Und wo stehen Sie in der Entwicklung?

Wir arbeiten seit zwei Jahren daran, einen digitalen Zwilling unserer Kamera zu erstellen. Das ist sozusagen ein virtuelles Softwaremodell, das im Computer läuft, sich aber physikalisch und algorithmisch wie unsere 3D ToF-Produkte verhält. Das hat vorher noch nie jemand so detailgetreu gemacht, bei diesem Sensortyp sind wir absolute Frontrunner. Dazu muss man wissen, dass unsere Kameras über Laserdioden IR-Licht aussenden und damit das Umfeld wie ein optisches Radargerät abtasten und erfassen. Deshalb geht es grundsätzlich um eine Simulation der Mehrwege-Lichtausbreitung. Bei diesem physikalisch sehr komplexen Vorgang kohärieren viele Faktoren wie Laserlicht und Intensität, Optik und Brechung, Objekte und deren Remission, etc. Daher werden derzeit noch große Rechenkapazitäten benötigt. 

Hier kommen die Forschungsprojekte ins Spiel? 

Korrekt. Das Projekt LIGATE beschäftigt sich grundsätzlich mit dem Thema Medikamentenentwicklung. Auf den ersten Blick also nicht unbedingt ein Bereich, bei dem tofmotion ins Spiel kommen müsste.
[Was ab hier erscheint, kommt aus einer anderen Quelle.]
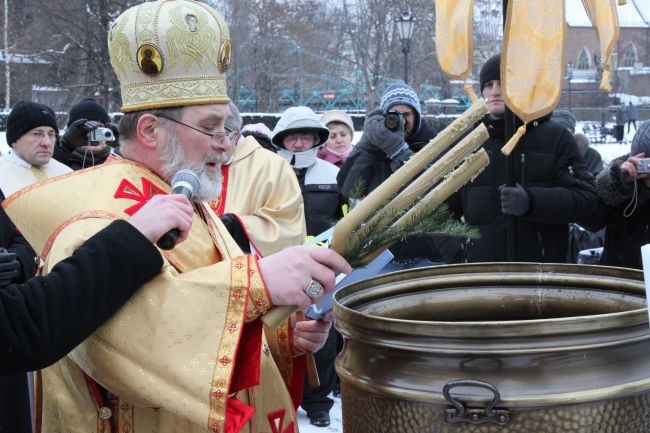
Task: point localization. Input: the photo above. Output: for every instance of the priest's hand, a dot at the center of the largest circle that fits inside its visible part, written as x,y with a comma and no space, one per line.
295,272
309,336
163,213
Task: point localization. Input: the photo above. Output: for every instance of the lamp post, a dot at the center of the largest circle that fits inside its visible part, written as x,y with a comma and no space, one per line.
569,74
405,25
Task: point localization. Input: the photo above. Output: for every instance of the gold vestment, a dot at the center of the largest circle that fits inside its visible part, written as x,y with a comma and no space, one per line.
186,350
261,189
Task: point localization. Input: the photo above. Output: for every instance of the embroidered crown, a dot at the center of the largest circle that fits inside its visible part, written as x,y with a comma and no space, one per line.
170,53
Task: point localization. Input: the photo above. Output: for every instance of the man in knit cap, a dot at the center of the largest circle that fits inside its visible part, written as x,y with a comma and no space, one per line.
32,133
76,149
552,189
187,353
624,209
391,134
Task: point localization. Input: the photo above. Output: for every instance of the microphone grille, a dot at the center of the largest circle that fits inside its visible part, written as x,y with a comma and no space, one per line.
188,178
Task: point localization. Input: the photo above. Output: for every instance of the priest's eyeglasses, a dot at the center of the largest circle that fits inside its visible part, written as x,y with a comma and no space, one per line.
40,135
215,137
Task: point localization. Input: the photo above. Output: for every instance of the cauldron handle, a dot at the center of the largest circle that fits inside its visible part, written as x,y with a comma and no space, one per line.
461,413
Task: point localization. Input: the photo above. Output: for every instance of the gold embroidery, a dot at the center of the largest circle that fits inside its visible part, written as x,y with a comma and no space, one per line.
119,45
259,299
193,45
227,349
150,60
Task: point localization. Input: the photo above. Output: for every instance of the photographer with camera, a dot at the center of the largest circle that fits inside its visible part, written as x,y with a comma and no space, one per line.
624,208
31,133
391,134
85,142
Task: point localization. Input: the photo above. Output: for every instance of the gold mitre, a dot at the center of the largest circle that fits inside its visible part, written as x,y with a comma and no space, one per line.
170,53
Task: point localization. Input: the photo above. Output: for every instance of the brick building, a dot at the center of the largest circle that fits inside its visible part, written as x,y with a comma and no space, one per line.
630,77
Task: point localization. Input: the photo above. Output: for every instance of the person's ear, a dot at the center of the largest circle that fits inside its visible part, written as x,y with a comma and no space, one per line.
148,130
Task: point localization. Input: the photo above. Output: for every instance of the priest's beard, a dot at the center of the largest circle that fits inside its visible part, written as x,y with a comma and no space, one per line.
172,158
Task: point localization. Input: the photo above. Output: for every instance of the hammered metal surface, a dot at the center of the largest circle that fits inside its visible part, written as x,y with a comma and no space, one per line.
364,412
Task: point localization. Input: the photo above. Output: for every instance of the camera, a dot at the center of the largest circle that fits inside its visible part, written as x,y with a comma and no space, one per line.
102,134
644,165
393,120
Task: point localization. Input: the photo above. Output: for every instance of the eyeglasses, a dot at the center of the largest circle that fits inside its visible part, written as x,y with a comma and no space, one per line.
39,135
215,137
305,138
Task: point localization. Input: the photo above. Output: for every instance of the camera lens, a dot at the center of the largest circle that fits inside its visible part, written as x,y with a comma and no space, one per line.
392,121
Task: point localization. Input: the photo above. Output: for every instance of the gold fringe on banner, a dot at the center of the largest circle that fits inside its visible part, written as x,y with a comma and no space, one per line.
454,47
603,16
532,61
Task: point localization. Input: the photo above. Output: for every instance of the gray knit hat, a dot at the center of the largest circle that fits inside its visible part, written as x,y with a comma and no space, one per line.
401,93
641,140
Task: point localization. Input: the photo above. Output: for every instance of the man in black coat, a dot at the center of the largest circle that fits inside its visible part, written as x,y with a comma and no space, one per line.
45,318
383,148
624,209
553,188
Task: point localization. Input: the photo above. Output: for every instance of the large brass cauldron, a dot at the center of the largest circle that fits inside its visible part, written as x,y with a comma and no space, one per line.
497,347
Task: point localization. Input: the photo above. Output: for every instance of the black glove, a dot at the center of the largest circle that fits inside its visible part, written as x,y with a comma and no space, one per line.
514,200
116,132
236,230
77,134
382,138
9,267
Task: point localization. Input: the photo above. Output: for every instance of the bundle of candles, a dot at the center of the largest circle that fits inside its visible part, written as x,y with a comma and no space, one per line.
408,203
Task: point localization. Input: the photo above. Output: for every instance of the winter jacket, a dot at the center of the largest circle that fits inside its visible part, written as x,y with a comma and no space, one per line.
624,235
321,196
14,242
78,160
14,399
372,167
45,318
549,166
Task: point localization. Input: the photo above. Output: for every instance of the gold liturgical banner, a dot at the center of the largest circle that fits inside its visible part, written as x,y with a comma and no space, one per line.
454,39
532,63
604,18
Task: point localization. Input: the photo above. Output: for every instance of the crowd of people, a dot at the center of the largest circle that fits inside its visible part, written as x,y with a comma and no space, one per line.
131,337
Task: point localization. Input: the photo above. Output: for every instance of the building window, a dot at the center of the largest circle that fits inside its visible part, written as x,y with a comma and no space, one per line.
584,59
630,55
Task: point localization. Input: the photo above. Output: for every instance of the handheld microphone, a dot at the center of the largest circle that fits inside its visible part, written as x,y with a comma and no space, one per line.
184,182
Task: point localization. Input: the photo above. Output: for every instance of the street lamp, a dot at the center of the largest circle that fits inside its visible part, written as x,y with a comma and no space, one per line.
405,26
569,74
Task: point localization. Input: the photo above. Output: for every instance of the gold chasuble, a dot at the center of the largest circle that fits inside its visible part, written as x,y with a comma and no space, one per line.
454,46
186,353
603,16
532,64
262,190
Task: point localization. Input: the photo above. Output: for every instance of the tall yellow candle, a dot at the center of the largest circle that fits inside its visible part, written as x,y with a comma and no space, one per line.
378,197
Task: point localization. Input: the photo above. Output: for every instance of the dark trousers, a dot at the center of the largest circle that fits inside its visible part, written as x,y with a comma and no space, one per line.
317,399
14,404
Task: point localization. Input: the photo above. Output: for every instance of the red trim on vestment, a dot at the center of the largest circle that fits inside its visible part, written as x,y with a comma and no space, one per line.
131,192
220,209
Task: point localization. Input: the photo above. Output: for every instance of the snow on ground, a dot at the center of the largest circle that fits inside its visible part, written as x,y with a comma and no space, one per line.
608,151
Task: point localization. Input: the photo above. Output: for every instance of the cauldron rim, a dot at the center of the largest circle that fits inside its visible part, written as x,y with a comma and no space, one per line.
628,281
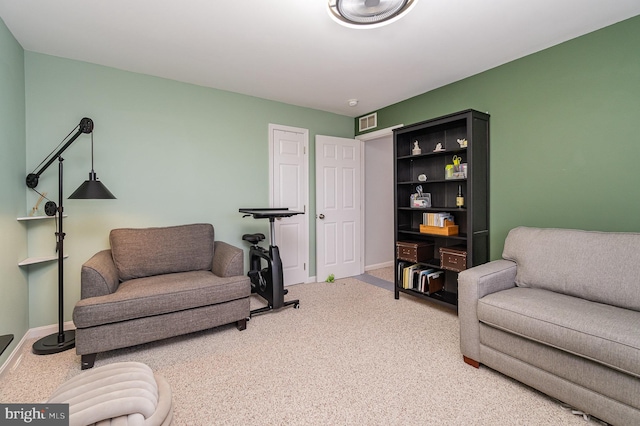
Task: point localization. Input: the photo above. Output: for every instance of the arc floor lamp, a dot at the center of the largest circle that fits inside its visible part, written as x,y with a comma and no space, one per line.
90,189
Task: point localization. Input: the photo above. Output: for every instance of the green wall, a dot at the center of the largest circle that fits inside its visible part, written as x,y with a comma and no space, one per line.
564,132
13,244
171,153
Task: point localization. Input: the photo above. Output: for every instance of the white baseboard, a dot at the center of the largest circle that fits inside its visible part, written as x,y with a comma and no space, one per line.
33,333
378,265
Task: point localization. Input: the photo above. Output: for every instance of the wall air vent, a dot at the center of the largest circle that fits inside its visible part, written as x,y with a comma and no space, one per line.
368,122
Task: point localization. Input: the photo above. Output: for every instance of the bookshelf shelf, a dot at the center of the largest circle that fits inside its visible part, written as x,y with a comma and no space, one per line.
472,219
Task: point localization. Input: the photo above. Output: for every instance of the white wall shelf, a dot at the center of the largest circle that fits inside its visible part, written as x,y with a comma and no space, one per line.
20,219
42,259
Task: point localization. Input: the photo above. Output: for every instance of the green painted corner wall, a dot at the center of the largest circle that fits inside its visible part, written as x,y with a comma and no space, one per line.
13,244
564,133
171,153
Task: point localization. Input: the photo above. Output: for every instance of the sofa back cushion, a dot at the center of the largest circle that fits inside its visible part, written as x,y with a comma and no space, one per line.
144,252
598,266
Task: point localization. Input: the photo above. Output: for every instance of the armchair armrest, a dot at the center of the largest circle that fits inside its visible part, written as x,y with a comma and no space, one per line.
228,260
98,276
473,284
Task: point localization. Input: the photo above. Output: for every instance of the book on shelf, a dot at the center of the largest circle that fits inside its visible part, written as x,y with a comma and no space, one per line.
416,276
Auf den zweiten Blick aber schon: Denn interessanterweise gibt es bei der Wirkungssimulation von Medikamenten viele Überschneidungen mit der Simulation der Lichtausbreitung, mit der wir uns ja befassen. Die Middleware ist bei beiden Use Cases ähnlich, so können wir alle von der Interdisziplinarität profitieren. 
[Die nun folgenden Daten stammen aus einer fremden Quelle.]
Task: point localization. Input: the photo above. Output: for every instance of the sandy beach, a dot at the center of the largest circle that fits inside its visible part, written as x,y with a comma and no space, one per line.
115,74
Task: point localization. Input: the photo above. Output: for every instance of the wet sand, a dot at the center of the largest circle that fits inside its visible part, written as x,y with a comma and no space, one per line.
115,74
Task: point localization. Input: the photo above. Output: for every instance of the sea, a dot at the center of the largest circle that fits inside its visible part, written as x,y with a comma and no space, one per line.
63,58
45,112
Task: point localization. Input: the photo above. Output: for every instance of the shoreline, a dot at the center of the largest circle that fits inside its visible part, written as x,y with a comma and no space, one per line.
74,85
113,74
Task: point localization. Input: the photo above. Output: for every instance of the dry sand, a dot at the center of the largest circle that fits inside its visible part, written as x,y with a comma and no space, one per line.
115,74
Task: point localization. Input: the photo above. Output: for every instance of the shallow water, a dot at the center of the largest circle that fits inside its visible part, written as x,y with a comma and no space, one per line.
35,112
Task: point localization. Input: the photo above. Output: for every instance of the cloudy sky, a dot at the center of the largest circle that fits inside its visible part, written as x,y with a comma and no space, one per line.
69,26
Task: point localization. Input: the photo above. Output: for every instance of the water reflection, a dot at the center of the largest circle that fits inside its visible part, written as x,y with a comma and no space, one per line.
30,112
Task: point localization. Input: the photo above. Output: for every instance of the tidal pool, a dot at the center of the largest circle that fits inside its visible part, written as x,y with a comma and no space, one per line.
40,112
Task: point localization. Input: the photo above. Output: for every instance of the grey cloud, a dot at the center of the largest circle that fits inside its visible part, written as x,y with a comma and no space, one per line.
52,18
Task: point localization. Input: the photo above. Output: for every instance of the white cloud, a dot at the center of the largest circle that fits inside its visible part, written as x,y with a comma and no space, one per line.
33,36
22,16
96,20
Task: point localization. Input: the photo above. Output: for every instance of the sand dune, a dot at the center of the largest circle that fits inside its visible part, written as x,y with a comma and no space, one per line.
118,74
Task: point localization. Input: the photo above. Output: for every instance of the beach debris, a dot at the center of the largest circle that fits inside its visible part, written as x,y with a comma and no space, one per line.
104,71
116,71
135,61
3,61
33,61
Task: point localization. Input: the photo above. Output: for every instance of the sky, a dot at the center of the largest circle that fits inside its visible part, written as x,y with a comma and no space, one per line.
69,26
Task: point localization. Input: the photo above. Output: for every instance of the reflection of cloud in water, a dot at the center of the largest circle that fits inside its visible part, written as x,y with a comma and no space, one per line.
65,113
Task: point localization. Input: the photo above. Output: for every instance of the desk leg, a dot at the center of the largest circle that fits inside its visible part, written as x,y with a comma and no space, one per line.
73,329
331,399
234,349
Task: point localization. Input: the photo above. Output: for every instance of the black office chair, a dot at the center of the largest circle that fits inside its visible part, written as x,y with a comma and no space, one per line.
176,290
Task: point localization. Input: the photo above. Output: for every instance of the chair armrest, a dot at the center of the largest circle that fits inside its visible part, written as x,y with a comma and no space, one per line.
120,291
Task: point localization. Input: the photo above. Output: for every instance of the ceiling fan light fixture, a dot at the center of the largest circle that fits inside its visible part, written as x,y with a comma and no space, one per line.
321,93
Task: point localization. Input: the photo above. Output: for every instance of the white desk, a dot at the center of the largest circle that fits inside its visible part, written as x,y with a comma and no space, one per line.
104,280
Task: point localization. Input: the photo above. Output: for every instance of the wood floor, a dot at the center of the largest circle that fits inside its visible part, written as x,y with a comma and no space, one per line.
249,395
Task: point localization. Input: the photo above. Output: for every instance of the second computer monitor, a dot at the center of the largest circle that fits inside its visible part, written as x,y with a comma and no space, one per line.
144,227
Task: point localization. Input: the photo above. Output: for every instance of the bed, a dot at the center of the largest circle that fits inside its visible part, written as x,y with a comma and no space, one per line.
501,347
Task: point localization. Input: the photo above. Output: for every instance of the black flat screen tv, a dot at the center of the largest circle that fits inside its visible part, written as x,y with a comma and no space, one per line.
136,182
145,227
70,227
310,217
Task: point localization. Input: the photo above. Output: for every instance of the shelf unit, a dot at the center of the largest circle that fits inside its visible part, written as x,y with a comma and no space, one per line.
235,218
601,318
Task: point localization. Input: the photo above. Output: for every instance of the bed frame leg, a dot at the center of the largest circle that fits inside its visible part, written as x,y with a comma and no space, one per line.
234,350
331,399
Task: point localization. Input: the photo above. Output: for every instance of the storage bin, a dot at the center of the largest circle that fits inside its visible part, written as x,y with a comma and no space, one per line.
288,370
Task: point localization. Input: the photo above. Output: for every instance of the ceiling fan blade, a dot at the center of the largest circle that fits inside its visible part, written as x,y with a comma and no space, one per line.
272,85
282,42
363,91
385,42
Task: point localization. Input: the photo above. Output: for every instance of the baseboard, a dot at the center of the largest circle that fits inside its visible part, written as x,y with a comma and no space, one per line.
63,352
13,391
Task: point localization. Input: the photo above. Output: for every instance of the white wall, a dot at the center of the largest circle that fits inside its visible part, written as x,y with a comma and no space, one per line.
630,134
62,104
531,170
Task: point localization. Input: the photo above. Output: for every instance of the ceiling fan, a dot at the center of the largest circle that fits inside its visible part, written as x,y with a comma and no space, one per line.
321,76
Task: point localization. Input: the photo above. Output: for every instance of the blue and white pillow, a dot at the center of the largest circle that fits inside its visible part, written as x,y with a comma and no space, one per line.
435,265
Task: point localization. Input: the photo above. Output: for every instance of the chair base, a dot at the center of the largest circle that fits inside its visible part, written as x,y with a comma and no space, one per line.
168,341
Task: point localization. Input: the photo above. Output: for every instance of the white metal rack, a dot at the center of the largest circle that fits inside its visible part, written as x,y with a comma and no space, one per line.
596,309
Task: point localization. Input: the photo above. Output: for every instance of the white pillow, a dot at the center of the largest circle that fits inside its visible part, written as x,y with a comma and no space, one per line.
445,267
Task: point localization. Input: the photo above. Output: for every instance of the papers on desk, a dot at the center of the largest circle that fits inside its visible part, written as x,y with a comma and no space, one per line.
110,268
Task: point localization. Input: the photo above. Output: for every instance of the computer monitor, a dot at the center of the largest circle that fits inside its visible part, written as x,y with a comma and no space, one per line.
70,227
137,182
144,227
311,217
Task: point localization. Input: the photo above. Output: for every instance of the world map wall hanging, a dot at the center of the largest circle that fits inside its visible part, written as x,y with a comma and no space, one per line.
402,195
Das Projekt mit der Technischen Universität Wien hingegen zielt konkret auf unser reguläres Anwendungsgebiet ab: Hier geht es um eine Logistiksimulation mit AGVs. Wenn das Projekt genehmigt wird, können wir Anfang 2022 starten. Ende nächsten Jahres sollten uns dann die ersten Modelldaten vorliegen, um den digitalen Zwilling befüllen zu können. 2023 wollen wir genug Daten gesammelt haben, um mit konkreten Ergebnissen an die Zertifizierungsbehörde heranzutreten.

Könnten Sie sich vorstellen, die Simulation auch anderen Unternehmen zur Verfügung zu stellen? 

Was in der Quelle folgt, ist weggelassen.